Now the Queen spoke and Dappa translated her words into Sabir: “When we captured the gold-ship with Father Gabriel, Dappa, and Moseh-for Jackshaftoe and the others lacked the courage of those three, and had already lost their nerve, and jumped off into the water like panicked rats-”
Jack bowed low and muttered, “A pleasure to see you as always, Your Majesty.” but the Queen ignored him and continued:
“At any rate, my men were about to put them to death, for they assumed that this would please me. But then Father Gabriel recognized us as Malabari, and spoke to me in a way that pleased me even more, and so I suffered them all to live.”

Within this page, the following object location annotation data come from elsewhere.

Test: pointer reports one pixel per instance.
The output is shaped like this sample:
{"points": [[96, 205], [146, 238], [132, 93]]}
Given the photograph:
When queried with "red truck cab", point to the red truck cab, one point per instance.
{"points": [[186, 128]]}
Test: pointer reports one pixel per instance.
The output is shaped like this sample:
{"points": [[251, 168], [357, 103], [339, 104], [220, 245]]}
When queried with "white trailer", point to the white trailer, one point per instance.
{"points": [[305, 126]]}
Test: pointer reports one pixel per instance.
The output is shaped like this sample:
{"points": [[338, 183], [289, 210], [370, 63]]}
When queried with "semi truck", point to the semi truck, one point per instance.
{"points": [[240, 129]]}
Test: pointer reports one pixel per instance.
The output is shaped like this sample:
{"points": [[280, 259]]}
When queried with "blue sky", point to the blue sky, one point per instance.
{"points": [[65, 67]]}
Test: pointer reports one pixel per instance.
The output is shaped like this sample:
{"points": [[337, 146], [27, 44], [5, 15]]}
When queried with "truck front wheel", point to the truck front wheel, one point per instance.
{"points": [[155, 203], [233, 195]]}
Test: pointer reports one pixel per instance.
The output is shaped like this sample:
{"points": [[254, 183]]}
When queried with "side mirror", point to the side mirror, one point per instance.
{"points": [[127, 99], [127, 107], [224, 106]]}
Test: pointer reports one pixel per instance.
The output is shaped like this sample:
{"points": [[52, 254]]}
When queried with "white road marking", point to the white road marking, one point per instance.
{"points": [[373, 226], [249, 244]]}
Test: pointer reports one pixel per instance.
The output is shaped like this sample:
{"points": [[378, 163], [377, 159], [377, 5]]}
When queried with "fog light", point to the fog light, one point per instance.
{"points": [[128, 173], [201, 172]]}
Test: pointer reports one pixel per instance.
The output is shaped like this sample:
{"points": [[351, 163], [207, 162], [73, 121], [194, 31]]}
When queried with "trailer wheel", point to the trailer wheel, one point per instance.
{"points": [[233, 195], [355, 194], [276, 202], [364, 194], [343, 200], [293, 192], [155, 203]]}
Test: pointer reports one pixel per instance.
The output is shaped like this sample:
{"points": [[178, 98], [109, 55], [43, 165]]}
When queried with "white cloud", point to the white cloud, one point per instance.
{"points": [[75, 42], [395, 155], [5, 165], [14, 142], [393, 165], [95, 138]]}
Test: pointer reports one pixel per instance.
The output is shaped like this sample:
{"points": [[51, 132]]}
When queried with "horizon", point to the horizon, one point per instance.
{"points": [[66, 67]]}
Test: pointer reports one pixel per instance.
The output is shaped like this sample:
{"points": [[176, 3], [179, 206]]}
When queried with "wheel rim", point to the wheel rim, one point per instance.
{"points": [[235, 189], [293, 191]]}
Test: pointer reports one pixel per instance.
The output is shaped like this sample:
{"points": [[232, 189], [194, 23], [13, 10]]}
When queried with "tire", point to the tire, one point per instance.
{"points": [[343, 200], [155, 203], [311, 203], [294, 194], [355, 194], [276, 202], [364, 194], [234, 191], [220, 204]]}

“What did he say?” asked Enoch Root.
“He said, ‘It is your prerogative to cut my head off, but then I cannot tell you the story of how the Vagabond named Quicksilver achieved his long-planned revenge against a Frankish Duke in Cairo, and stole this hoard of Mexican gold.’ So I commanded him to tell me that tale before he was put to death. And this he did; but what he was really telling me was that he and his companions were worth more to me alive, as slaves, than as headless corpses bobbing in the Gulf of Cambaye.”
“Your Majesty chose wisely,” said Enoch Root.
“Often I have doubted it,” said the Pirate Queen. “Dappa is a linguist, which (he informs me) means a man with an excellent tongue, and he has found more than one way of putting his tongue to work pleasing me. Gabriel Goto makes a good, if peculiar, garden. Moseh seemed like a useless mouth. Many times my advisors urged me to break the group up and sell them at a loss. Indeed I was on the brink of doing so several times in the early going, for there is an excellent slave-market in Goa and another in Malacca. But when Jackshaftoe secured his jagir from the Great Mogul, everything changed, and the construction of the ship began. Lately even my most skeptical captains have been vying with each other for the honor of supplying the ship’s masts.”
“I was wondering where you were going to obtain masts.”
“Come with me, O Bringer of Armaments,” said Queen Kottakkal, and whirled around and stalked out through Gabriel Goto’s paper house. She moved so decisively that the wind of her passage peeled dry palm-leaves from stacks of finished artwork. The men hastened to catch up with her, creating a wind of their own, and gloomy drawings of Hazards to Navigation rose into the air and careered back and forth, spinning and sailing lazily on the heavy air. Among these Jack noticed some letters brushed in what he took to be the Japanese script-these were on rice-paper and had a weather-beaten and well-traveled look about them.
“What news from your brush-buddies in Nippon and Manila?”
Gabriel Goto’s face did not betray any particular reaction, but he turned his head suddenly toward Jack. “Normally I do not look to you to voice any interest in the internal broils of Nippon and the exiled Christian ronin of Manila,” he announced starkly.
“But now that I am a king of sorts I must broaden my interests-so indulge me.”
“The shogun continues to hoard silver for internal use-which amounts to saying that he has been making the Dutch at Nagasaki accept gold coins for the goods that they unload from their ships. But recently the shogun devalued gold to the point that the Dutch are forced to take their compensation in the form of vast quantities of copper coins instead.” He stopped and inspected Jack’s face for signs of incomprehension or boredom. They were following the others across a courtyard where Hindoo statuary lurked in cascades of ripe flowers, and fountains fed melodious brooks.
“Don’t be such a tease!”
“All such matters are now firmly controlled by a family called Mitsui-they have founded what you would call a banking house.”
“I ween you’ve been in touch with your uncle’s people-the miners.”
“How did you know this?”
“Why, it’s obvious that the devaluation of gold had great import for anyone running a copper mine in Nippon.”
Gabriel Goto, seemingly shocked at having been found out, said nothing. They had entered into the Queen’s apartments and were pursuing her down a gallery. She was deep in conversation with Enoch Root, but Jack got the impression that during the pauses, when Dappa was translating, Enoch was cocking an ear towards them.
Gabriel went on: “Since your inexplicable and new-found interest in Nipponese currency fluctuations is so marked, then, Jack, I shall warn you that it is all very complicated. The shogun has actually made several devaluations, trying to draw more metal from the ground and increase the supply of money, which in his view will bring about a corresponding increase in the amount of goods produced. Or so it seems from a miner’s perspective-which, after all, is the only perspective available to me.”
They were ascending a stone staircase, working against a current of cooler salt air. “Tell me of more complications,” Jack said.